Scheme what does #= as output mean?

Question

Hi I'm trying to learn Scheme and I was working on an example from a university website:

https://courses.cs.washington.edu/courses/cse341/05au/lectures/scheme-side-effects.html

The example is something along these lines:

(define circ '(a b))

(set-cdr! (cdr circ) circ)

and this is the output:

=> #0=(a b . #0#)

I don't understand what this means. The code defines a variable called circ as a list with 2 elements (a b).

set-cdr! mutates the cdr of this list [which is (b '())] and changes it to circ (which is (a b)).

So the output I expected here was (a (a b)) but I got this weird hashtag thing instead.

I'm using DrRacket IDE with R5RS scheme set as the language.
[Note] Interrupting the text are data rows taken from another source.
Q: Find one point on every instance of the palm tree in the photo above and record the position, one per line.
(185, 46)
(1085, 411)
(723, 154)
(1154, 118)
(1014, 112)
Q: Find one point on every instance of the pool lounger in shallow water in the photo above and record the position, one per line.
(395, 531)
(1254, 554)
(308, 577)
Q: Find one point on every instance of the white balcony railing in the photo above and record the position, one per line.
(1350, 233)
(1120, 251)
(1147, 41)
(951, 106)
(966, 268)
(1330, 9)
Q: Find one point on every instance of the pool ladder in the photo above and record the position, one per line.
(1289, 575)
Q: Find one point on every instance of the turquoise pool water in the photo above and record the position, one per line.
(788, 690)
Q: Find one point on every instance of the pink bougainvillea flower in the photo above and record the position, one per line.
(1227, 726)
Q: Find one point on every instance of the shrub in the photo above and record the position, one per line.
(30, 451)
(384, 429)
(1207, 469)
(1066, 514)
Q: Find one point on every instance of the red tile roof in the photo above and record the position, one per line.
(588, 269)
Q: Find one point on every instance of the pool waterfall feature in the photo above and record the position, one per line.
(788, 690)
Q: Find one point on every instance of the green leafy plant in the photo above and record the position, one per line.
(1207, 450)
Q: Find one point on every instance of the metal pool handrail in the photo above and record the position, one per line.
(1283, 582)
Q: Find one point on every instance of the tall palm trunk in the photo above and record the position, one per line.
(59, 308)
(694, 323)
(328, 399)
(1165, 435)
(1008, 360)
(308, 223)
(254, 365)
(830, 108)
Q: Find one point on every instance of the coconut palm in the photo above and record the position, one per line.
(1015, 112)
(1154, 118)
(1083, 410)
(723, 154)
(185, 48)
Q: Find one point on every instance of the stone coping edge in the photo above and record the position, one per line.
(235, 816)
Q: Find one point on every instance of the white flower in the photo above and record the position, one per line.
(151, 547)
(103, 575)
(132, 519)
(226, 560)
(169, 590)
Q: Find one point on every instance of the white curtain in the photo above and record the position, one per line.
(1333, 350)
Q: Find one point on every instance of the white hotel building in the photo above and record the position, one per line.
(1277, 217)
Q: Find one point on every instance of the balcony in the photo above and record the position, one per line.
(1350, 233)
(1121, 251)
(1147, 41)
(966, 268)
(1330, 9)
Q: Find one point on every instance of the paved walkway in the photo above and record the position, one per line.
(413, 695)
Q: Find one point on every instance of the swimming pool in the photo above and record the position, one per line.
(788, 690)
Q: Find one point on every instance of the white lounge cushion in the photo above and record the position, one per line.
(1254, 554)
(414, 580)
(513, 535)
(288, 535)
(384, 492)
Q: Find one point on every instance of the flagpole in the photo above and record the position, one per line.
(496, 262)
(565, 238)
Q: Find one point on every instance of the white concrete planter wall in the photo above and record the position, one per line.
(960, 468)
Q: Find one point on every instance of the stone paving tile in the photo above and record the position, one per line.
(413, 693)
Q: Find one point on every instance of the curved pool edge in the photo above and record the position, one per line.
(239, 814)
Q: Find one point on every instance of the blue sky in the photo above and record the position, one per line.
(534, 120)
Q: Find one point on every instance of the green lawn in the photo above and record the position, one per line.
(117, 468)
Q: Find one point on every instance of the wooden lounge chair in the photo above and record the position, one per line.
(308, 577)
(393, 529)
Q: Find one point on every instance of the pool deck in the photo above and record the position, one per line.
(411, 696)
What does this hashtag stuff mean? Is it maybe creating a pointer to itself like (a [pointer to circ]) in which case it would be like some kind of infinite loop or something?

I mean if I do this:

(define x '(a b))

(set-cdr! x 'c)

x

=>(a . c) ; is the output

this is easy to understand as set-cdr! replaces the (b '()) with 'c and getting rid of the '() at the end is why I get a dotted pair back instead of a list. But this isn't in-line with the earlier example.

anyway if anybody cares to fill me in, let me know. Thanks in advance.

Answer 1

You are correct in thinking that the operation is the creation of a circular list.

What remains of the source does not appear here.